SEC_ERROR_UNKNOWN_ISSUER on Ubuntu server and Apache 2.4


#1

I’m getting SEC_ERROR_UNKNOWN_ISSUER even on Ubuntu server and Apache 2.4 and only for Firefox, for two different servers - Debian 7 servers are OK, though client is used the exact same way on all of them.

Re-issuing doesn’t seem to help anything and i’m not exactly sure what to change?

I’m using the standard official Let’s encrypt client, nothing fancy just standalone cert


IIS 8.5 building incorrect chain with Lets Encrypt Authority X3
#2

Your server is not delivering an intermediate certificate. My best guess is that your VirtualHost has a SSLCertificateFile directive pointing to a cert.pem file somewhere in /etc/letsencrypt/live/. That should be fullchain.pem instead (in the same directory).

If your setup looks any different than this, let us know how you’re calling the client (arguments and possibly cli.ini, if you’re using that) and how your VirtualHost is configured.


#3

I’m not linking directly to the live folder, but copying the files to it’s own directory.

The apache config is setup the same on both Ubuntu and Debian Apache:

SSLEngine On
SSLCertificateKeyFile /etc/ssl/privkey.pem
SSLCertificateFile /etc/ssl/fullchain.pem

Command used to renew open:

/root/letsencrypt/letsencrypt-auto certonly --standalone -d domain.com --standalone-supported-challenges tls-sni-01 --renew-by-default


#4

What’s the procedure you’re using to copy those files? That would be the next thing I’d check. If you’re, for example, generating your own fullchain.pem manually by concatenating chain.pem and cert.pem, and chain.pem is somehow pointing to the old intermediate certificate, this might be the result.

Can you confirm all the files in /etc/letsencrypt/live/example.com/ are still symlinks, and haven’t been replaced by actual files? I’m assuming that’s still where you’re copying the files from, even if you’re not directly linking to those files. Try:

ls -l /etc/letsencrypt/live/example.com/

… and verify all files look like this:

cert.pem -> ../../archive/example.com/cert12.pem

#5

I didn’t want to run into file-lock issues due to restarts of services so i just do a simple copy:

cp /etc/letsencrypt/live/domain.com/privkey.pem  /etc/ssl/privkey.pem
cp /etc/letsencrypt/live/domain.com/fullchain.pem /etc/ssl/fullchain.pem

And fullchain.pem points to:

fullchain.pem -> ../../archive/domain.com/fullchain3.pem


#6

Hm, odd - I reissued the certs on both servers, cleared Firefox caches and restarted it and now both work as expected.

This is odd since i just upgraded Firefox and then ran into the certs issue - our clients was the ones who reported it and after contacting them and asking them to do the same thing, it works for them too now.

Firefox cache issue?


#7

Can you run the SSL Checker test again?
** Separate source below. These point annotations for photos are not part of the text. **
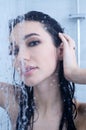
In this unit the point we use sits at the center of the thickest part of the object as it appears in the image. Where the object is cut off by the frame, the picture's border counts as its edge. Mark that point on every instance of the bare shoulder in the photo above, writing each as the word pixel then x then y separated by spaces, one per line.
pixel 9 100
pixel 80 120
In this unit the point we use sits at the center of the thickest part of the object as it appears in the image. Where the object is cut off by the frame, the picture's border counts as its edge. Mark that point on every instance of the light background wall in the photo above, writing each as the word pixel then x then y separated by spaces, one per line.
pixel 60 10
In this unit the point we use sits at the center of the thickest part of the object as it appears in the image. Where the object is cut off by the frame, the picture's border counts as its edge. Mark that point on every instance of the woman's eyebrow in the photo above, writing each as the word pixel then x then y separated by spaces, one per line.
pixel 29 35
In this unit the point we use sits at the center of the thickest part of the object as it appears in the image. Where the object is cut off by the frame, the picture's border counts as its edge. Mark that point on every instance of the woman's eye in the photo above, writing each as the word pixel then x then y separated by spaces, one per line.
pixel 33 43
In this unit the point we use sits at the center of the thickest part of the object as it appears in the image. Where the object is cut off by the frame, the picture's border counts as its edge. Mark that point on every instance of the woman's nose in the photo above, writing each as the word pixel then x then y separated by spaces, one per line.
pixel 23 56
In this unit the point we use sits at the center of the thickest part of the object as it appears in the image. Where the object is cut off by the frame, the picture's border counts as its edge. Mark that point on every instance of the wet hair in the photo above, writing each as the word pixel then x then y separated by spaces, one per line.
pixel 27 107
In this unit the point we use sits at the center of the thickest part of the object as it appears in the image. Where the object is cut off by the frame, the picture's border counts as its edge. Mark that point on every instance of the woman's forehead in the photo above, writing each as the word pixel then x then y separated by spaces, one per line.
pixel 27 27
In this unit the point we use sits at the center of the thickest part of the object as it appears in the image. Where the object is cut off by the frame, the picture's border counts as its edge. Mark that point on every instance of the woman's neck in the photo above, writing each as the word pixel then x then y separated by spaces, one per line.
pixel 47 96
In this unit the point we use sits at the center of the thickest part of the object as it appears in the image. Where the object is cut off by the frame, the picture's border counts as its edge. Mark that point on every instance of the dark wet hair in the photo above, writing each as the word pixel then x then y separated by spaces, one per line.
pixel 67 89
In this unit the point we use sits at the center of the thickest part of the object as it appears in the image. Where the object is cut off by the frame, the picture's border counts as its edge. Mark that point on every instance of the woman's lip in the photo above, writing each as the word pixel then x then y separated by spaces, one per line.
pixel 28 71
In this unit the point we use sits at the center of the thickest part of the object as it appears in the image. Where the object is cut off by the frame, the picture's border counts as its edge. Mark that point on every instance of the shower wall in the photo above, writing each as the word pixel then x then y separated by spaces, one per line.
pixel 60 10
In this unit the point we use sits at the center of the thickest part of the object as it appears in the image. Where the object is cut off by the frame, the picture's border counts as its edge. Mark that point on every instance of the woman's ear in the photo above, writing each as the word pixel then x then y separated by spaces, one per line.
pixel 60 49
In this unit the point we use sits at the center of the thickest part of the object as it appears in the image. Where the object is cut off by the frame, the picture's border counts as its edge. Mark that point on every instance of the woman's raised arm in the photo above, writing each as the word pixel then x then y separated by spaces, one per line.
pixel 72 71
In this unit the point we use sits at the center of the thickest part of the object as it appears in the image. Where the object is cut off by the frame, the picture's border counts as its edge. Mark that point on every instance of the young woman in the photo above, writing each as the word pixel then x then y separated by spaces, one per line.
pixel 71 69
pixel 44 99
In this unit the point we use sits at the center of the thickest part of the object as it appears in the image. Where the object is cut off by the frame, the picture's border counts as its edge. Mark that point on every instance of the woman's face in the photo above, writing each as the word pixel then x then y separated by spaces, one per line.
pixel 36 57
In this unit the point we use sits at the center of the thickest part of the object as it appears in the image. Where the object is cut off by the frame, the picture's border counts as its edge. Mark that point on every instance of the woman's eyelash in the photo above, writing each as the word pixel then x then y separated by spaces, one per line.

If the intermediate warning disappeared, I guess things are fine now, although I really have no idea why. If the warning is still there, you might still run into this error depending on OS/Browser/cache.


#8

Both Ubuntu servers still show as broken on ssl checker, the Debian servers are fine.


#9

I don’t get why i works on Debian and not on Ubuntu, I’ve been scanning the config files and logs and can’t find anything different that sticks out! They are configured exactly the same.


#10

I’m not too familiar with this particular SSL Checker site, to be honest. Can you try SSL Labs and confirm that one shows chain issues as well? It will also list all intermediate certificates that the server actually sends, that might give you a hint.

Some other commands you can try running:

openssl crl2pkcs7 -nocrl -certfile /etc/ssl/fullchain.pem | openssl pkcs7 -print_certs -text -noout

The output should contain this (look specifically for Let’s Encrypt Authority X3. Note that there are two Certificate: lines, the first one will be your own cert):

Certificate:
    Data:
        Version: 3 (0x2)
        Serial Number:
            0a:01:41:42:00:00:01:53:85:73:6a:0b:85:ec:a7:08
    Signature Algorithm: sha256WithRSAEncryption
        Issuer: O=Digital Signature Trust Co., CN=DST Root CA X3
        Validity
            Not Before: Mar 17 16:40:46 2016 GMT
            Not After : Mar 17 16:40:46 2021 GMT
        Subject: C=US, O=Let's Encrypt, CN=Let's Encrypt Authority X3

For good measure, compare this to the output of the same file in /etc/letsencrypt/live/.


#11

This topic was automatically closed 30 days after the last reply. New replies are no longer allowed.